Saturday47 · 03/06/2023 22:49

All your lovely messages are giving me comfort. I didn’t want them to throw me a party just go for a nice bit of lunch with me.

You did nothing wrong darling. I’m so upset thinking of you crying about this.

EliflurtleTripanInfinite · 03/06/2023 22:51

They weren't right to react like that. They're truly awful people. I couldn't imagine not celebrating this milestone with my DC if they'd been through cancer. Infact I'd be marking that day every year, relieved they'd been another year cancer free. You are a survivor and there's nothing wrong with being proud you've gotten to 5 years cancer free, not anything wrong with your screen saver.

Isthatascratchonmygrandmother · 03/06/2023 22:51

I think it's appalling behaviour. Even if your parents are scared or don't want to be reminded, there's a nice way of putting it. They sound absolutely venomous. Congratulations on 5 Years OP.

MereDintofPandiculation · 03/06/2023 22:52

The only think I can think of is whetehr one of them has had cancr or something similarly serious which you don't know about . Up until fairly recently people didn't speak openly about it. If they'd gone through it without telling anyone, then it would seem to them as if you're making a bit of a meal of it.

Saturday47 · 03/06/2023 22:53

I’m staying overnight with them I can hear them talking I’m sure they are talking angrily about me.

OP posts:
MadEyeMoodysEye · 03/06/2023 22:53

Their response was unbelievably cruel, I'm so sorry.

I'd celebrate with you 🥂 I hope you can arrange something nice with friends instead.

Howtohideasausage · 03/06/2023 22:53

My mum had breast cancer and whilst she was having treatment she made some friends. Afterwards she was telling me how one of the women she’d met was having a dinner to celebrate being cancer free and I asked if she was going and she replied ‘oh no, there’s no need to keep on about it’ it strikes me that my mum is like your parents. She just never thinks you should have any fuss and just get on with it.

DinaofCloud9 · 03/06/2023 22:54

I can't imagine talking to my daughter like that. They sound awful.

CoQ10 · 03/06/2023 22:55

ThreeCoursesForMe · 03/06/2023 22:42

Op I'll celebrate with you, genuinely. I'm sure a lot of people on mumsnet would too. There's some amazing support groups out there for strangers meeting you and doing amazing things - if you're near London / Manc / York look at These Girls Run. Women running together who are otherwise strangers and a good place to start in making friends at a place where you're expected to be a stranger to start with. It might not lead to you celebrating this amazing milestone directly but will get you around all round better people. Theres other groups just like this, this is just an example. Sod your parents, they sound horrific but there's people out there who are far nicer and would never dream of talking to you in that way x

I actually can't read all of your posts as it's too heart renching. This will appear crazy but how about we arrange a celebration meal for you. I'm also single, and I can not imagine your pain 💔
Where are you, and would you settle for something utterly random?

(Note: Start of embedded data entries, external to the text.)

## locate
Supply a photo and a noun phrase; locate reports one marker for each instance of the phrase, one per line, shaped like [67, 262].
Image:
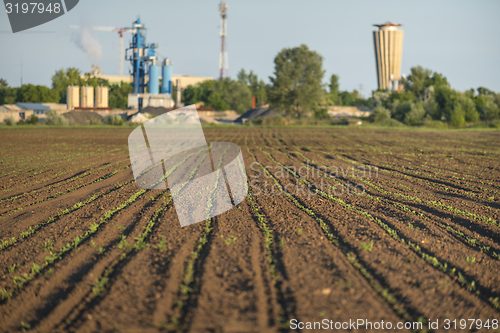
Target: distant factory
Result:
[87, 101]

SemperIdem · 03/06/2023 22:55

That is truly awful. Are they usually so unpleasant?

I don’t know you but I am genuinely really happy for you that you have had the 5 year all clear. That is wonderful news!

One of my colleagues had breast cancer, about 15 years ago so long before I knew her. She talks about it openly, because the experience changed her life and shaped her view of how she wanted to live when she was better.

My mother in law had breast cancer about 20 years and is quite open in talking about it. But again, because the experience changed her life and how she wanted to live it.

Speaking openly about your experience doesn’t make you negative, a victim or an attention seeker. I’m gobsmacked your parents of all people, could be so cruel to you.